Müssen dank ihrer beiden Filme nun die indonesischen Geschichtsbücher neu geschrieben werden?

Es werden schon erste Schritte dahingehend unternommen: Die Vereinigung der Geschichtslehrer in Indonesien hat sich zusammengesetzt, um einen alternativen Lehrplan zu erstellen. Lehrer sollen dadurch einerseits die „offizielle“ Landesgeschichte lehren können, wie sie in „The Look of Silence“, der Uncut-Version von „The Act of Killing“ oder auch alten Propagandafilmen aus den Jahren nach 1965, die sich jeder Schüler ansehen musste, erzählt wird. Allerdings sollen die Lehrer auch die Möglichkeit erhalten, die Schüler über die Wahrheit dahinter aufzuklären. Und das ist schon ein sehr tiefgreifender Riss in der Rüstung, es ist ein Bruch des „offiziellen“ Staatsmythos: Es ist nur eine Frage der Zeit bis die Geschichte komplett umgeschrieben wird.

Als „The Act of Killing“ für einen Oscar nominiert wurde, äußerte sich der Sprecher des indonesischen Präsidenten, dass man genau wisse, dass das was 1965 passiert sei, ein Verbrechen gegen die Menschheit war. Zudem sehe man keinen Bedarf nach Aussöhnung und brauche auch keinen Film, der das Land dazu zwinge. Die Regierung versuchte sich, über den Film hinwegzusetzen, aber es war trotzdem ein wunderbarer Moment, weil die Regierung eingestand, dass das was 1965 geschehen ist, falsch war.
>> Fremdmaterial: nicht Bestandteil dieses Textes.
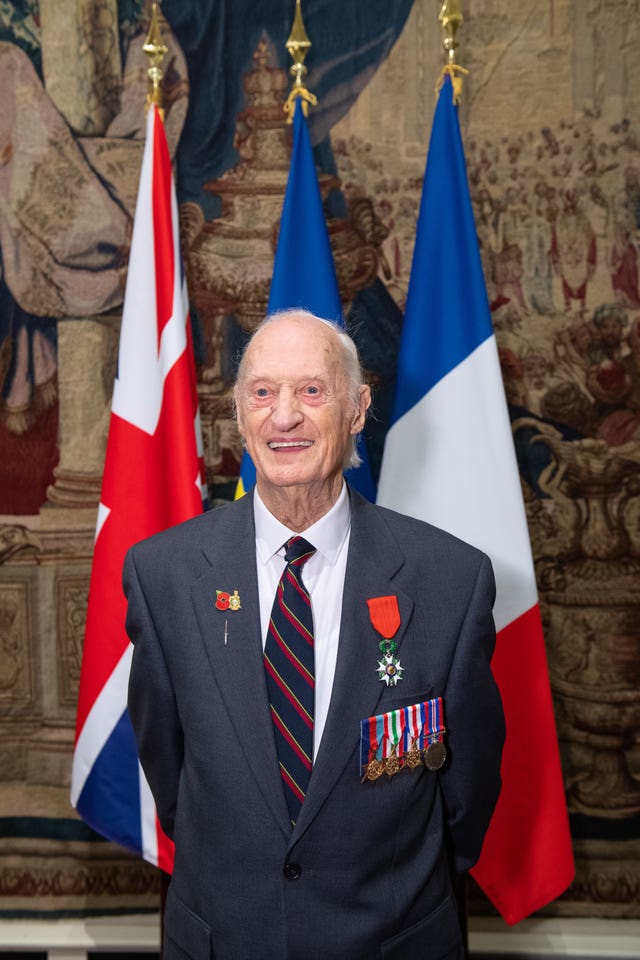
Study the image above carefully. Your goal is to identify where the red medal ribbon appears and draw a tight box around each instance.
[367,594,400,640]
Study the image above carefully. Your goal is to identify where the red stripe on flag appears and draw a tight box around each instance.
[76,351,202,736]
[471,605,575,924]
[152,114,175,353]
[156,817,176,873]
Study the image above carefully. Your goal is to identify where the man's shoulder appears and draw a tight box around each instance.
[127,498,253,558]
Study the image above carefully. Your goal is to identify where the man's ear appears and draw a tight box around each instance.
[351,383,371,434]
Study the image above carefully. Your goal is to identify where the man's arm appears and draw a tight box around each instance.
[440,557,505,873]
[123,547,184,838]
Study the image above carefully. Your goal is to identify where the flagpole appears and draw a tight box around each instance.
[436,9,469,957]
[142,0,171,936]
[283,0,318,123]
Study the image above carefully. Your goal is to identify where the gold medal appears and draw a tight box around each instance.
[384,753,400,777]
[404,740,422,770]
[364,757,384,780]
[422,741,447,770]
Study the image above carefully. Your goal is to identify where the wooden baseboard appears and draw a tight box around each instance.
[469,917,640,960]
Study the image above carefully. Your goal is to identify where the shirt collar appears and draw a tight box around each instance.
[253,483,351,566]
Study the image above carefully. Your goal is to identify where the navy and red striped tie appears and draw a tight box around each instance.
[264,537,316,825]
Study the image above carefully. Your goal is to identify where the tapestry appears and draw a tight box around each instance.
[0,0,640,917]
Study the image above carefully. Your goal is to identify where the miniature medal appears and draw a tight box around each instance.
[404,740,422,770]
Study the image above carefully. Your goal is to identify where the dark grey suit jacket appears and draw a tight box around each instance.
[124,491,504,960]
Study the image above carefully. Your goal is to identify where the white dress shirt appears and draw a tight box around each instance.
[253,484,351,760]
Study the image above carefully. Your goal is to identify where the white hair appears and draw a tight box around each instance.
[233,307,364,469]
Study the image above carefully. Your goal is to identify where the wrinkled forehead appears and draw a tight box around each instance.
[240,316,345,382]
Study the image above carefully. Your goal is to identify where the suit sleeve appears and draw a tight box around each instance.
[440,557,505,873]
[123,547,184,839]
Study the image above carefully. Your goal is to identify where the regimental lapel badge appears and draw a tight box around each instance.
[360,697,447,783]
[367,595,404,687]
[215,590,241,647]
[216,590,240,610]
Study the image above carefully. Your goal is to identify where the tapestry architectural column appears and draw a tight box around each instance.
[47,316,119,507]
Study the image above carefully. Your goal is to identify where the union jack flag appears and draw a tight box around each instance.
[71,106,206,872]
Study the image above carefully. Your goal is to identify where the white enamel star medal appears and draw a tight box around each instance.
[378,653,404,687]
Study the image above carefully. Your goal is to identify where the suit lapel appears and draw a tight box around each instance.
[292,491,413,841]
[192,496,291,836]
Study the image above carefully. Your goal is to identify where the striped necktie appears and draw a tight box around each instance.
[264,537,316,825]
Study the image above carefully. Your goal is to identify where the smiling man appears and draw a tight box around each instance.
[124,311,504,960]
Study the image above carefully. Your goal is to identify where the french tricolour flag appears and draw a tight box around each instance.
[71,106,205,872]
[378,77,574,923]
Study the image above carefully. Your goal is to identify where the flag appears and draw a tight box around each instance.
[236,97,376,500]
[71,106,204,871]
[378,77,574,924]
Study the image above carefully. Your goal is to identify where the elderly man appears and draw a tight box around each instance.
[124,311,504,960]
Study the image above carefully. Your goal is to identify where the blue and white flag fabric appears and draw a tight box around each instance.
[236,97,376,501]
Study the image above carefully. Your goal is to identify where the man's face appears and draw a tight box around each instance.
[236,314,370,497]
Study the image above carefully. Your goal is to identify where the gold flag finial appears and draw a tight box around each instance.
[142,0,169,115]
[283,0,318,123]
[436,0,469,103]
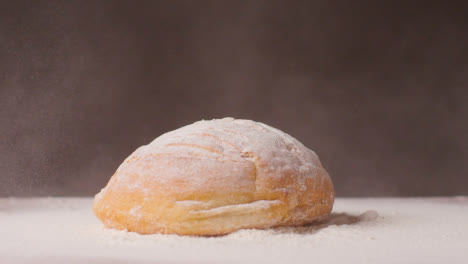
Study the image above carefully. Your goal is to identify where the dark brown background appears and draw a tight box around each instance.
[0,0,468,196]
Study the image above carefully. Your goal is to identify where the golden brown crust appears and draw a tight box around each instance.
[93,119,334,235]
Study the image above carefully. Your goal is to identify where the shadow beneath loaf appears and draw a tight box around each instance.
[270,210,379,234]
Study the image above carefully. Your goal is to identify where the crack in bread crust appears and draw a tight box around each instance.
[93,119,334,235]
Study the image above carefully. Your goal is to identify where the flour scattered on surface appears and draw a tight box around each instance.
[0,197,468,264]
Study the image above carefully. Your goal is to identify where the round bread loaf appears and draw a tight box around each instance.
[93,118,334,235]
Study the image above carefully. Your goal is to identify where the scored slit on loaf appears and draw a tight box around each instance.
[93,118,334,235]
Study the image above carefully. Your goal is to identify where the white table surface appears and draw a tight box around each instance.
[0,197,468,264]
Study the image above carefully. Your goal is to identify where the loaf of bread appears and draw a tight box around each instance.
[93,118,334,235]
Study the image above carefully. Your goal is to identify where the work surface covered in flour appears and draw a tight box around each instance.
[0,197,468,263]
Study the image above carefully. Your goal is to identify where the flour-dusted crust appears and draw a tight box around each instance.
[93,118,334,235]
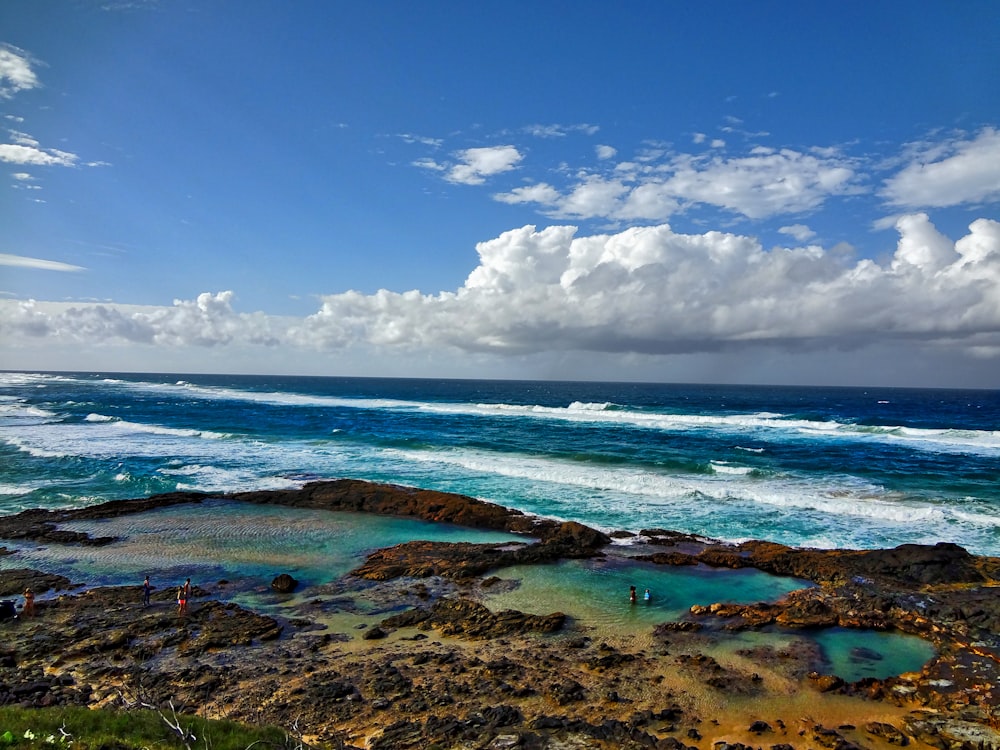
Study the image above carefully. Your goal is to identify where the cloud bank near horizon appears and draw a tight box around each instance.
[7,213,1000,368]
Das führte zu einem enormen Feedback in den sozialen Netzwerken und den Medien und warf zudem die Frage auf: Wenn die Regierung weiß, dass es falsch war, warum lügen sie dann unsere Kinder an?

Das erinnert wieder stark an den Diskurs, der in Folge auf Fatih Akins „The Cut“ in der Türkei entstand.

Das Beispiel des türkischen Genozids ist eine gute Warnung, weil ein Staat seine komplette Identität auf einem Genozid aufgebaut hat. Und auf dessen Leugnung, dessen Verherrlichung. Quasi aus dessen Dissimilation für etwas, was er gar nicht war. Genau in diesem Jahr jährt sich der Genozid in der Türkei zum hundertsten Mal, in Indonesien sind es genau fünfzig Jahre im Oktober. Dies ist ein Zeichen dafür, dass sich Dinge ohne Aufruhr nicht notwendigerweise ändern.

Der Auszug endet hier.